Протокол окончания следствия был подписан, но на следующий день меня опять привели в тот же кабинет. Здесь располагалась та же компания, только на месте вчерашнего прокурора сидел другой человек, тоже в прокурорской форме.

Начальник отдела сказал, что вызвал меня снова подписать протокол, так как во вчерашний вкралась мелкая формальная ошибка. Ну что же, раз так, я вновь подписал, хотя, может быть, в этой процедуре крылся какой-нибудь подвох. В сущности, что это меняло? Я знал, что режим бесправия сильнее меня, что присутствие прокурора, неприменение «физического воздействия», относительно вежливый тон следователя — это лишь нюансы, не меняющие сущность режима.

Через несколько дней меня перевели из «одиночки» в общую камеру, где сидели люди с законченным следствием, а оттуда перевезли в «Кресты». Здесь нам надлежало ждать решения нашей судьбы Особым Совещанием.
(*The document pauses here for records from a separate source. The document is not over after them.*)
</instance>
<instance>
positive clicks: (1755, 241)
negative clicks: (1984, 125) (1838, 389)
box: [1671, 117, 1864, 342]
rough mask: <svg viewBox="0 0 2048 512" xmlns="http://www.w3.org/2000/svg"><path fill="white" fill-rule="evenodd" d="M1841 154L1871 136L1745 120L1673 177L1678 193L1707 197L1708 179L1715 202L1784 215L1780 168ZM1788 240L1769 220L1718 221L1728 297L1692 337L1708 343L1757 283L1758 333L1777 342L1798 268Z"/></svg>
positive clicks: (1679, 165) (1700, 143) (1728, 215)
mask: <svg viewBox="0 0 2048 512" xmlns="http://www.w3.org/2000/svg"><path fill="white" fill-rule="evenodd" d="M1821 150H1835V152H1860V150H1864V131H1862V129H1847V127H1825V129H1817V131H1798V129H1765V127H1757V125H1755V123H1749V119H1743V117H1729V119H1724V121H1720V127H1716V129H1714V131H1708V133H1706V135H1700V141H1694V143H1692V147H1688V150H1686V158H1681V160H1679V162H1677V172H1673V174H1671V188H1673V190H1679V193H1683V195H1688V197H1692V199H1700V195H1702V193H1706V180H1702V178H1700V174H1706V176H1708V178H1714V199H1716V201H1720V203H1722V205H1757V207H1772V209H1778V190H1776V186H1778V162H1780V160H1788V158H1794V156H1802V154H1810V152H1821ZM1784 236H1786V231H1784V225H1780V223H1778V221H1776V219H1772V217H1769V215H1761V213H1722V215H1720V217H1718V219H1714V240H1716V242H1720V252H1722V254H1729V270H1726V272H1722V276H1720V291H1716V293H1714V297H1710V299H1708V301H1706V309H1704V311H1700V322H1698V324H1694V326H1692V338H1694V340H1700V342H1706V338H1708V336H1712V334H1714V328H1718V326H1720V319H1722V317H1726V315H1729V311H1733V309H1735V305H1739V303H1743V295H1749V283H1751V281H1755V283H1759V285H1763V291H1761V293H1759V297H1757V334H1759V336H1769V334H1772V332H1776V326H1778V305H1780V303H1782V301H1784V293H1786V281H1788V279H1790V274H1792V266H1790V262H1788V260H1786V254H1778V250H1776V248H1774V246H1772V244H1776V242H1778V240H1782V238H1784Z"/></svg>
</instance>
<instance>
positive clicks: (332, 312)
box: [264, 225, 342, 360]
Народу поступило вместе со мной много. При распределении по камерам в «Крестах» я обратил внимание на нескольких подростков. Все они оказались сыновьями секретарей райкомов и других партийных деятелей, посаженных по «ленинградскому делу».

Развели по камерам. Со мной оказалось несколько человек и среди них один юноша — сын секретаря райкома, и молодой музыкант, сын бывшего царского офицера, в прошлом эмигранта, вернувшегося на родину после Второй мировой войны вместе с семьей. Сталинская метла вновь и вновь проходилась по всем — и по «красным», и по «белым», и по «розовым»!

В «Крестах» мы ожили после мрачной следственной тюрьмы при «Большом доме». Козырьков («намордников») на

 

- 389 -

окнах тут не было, перед окнами в тюремном дворе росли деревья. Майская зелень и весенний, солнечный свет радовали заключенных.

Вдруг однажды дежурный вызвал меня к следователю. Мое недоумение быстро рассеялось: незнакомый следователь, ждавший меня в пустой маленькой камере, сказал, что ведет следствие по делу Косинского Иосифа Алексеевича, и задал один только вопрос: показывал ли мне когда-нибудь он свои стихи? Я даже не знал, что Юзик пишет стихи. На мой вопрос, были ли стихи, о которых идет речь, предосудительными, следователь ответил, что не были. Таким образом я узнал об аресте Юзика.

Во второй половине мая меня и еще нескольких товарищей по камере вызвали для того, чтобы объявить нам постановление Особого Совещания. Я был приговорен к ссылке на пять лет в Казахстан «как социально опасный элемент». Постановление было датировано 28 апреля 1951 года — то есть было вынесено еще до окончания «следствия»!